When we left, I had two recordings in my hands that Queen Bee made for us—one for Adopted Daughter and her pain, and one for me and my sleeplessness . My recording was 100% helpful. I slept like a baby. Got rid of some nasty fears through dreams, and am now convinced that whenever I hear the sound of QB’s voice I may just become dumb-struck! AD used hers last night and says it helped her so much. We are grateful receivers of God’s gifts…the miraculous and the useful…we are open mouths for all that God sends any which way it comes.

Tomorrow BD and I will become members of our Little Church That Could in the city and AD will rejoice. Many of our friends from here and there, across the years and recent, will be there. Songs of our hearts will be sung and we will share with everyone what it means to us to have come this long, long way. We will rejoice  as endings fold themselves into new beginnings. Our good friend will come and sing Here by the Water for us…a song about the rough stones we are…stones only God can smooth, only God can make holy. That is our story, BD’s and mine…rough stones in the river of life.

Called by name….you are mine.

Cairn was built by Todd Friesen with love

Composite was made by Naomi with love..



My heart is heavy and I cannot get to sleep. Adopted Daughter has begun her descent. The cancer has metastasized to her lungs. It will be all over in a matter of months…4…6? We don’t know, but I’ve been here before and I know what awaits. I feel as though something is being ripped right out of my body. I am not afraid of death and neither is she. We’ve been cancer buddies since 2006. I am in remission. She is host to her 4th and final recurrence. Her body is unable to accommodate the toxicity of additional treatment. We are reluctant sufferers—she of physical pain, I of the emotional pain of loss. Grief is what my work will be about now…letting go, a very fitting task for the Lenten season ahead. Timing is everything, they say.
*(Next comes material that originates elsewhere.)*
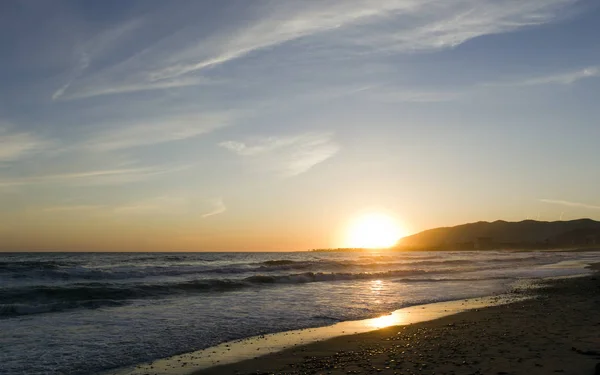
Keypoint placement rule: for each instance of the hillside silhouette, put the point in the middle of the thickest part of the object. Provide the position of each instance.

AD is dying just a bit more quickly than we’d hoped, but it’s all relative you know. The physical body doesn’t give up as easily as the spirit. That’s why the descent is so arduous. Suffering Servant. At our last, if we are mindful and understand the meaning of life, we get to live our own Pasch and on to that final trip home. I was there once and I know how comforting that homecoming can feel. Medical science kept me from going home, but it can’t do the same for AD. We ask for healing, but there are many aspects to healing. It isn’t always on the physical plane. I wanted just a couple more years for her…for our adopted family. There were things we wanted to do. We wanted to play. I will have to learn how to walk back and forth through the veil the way she will soon be doing. Walking with one who is dying is a great privilege, one I want to have and feel blessed to have…but I hoped it would be just a bit later…after we lived our dreams, played our games and turned down the lamp.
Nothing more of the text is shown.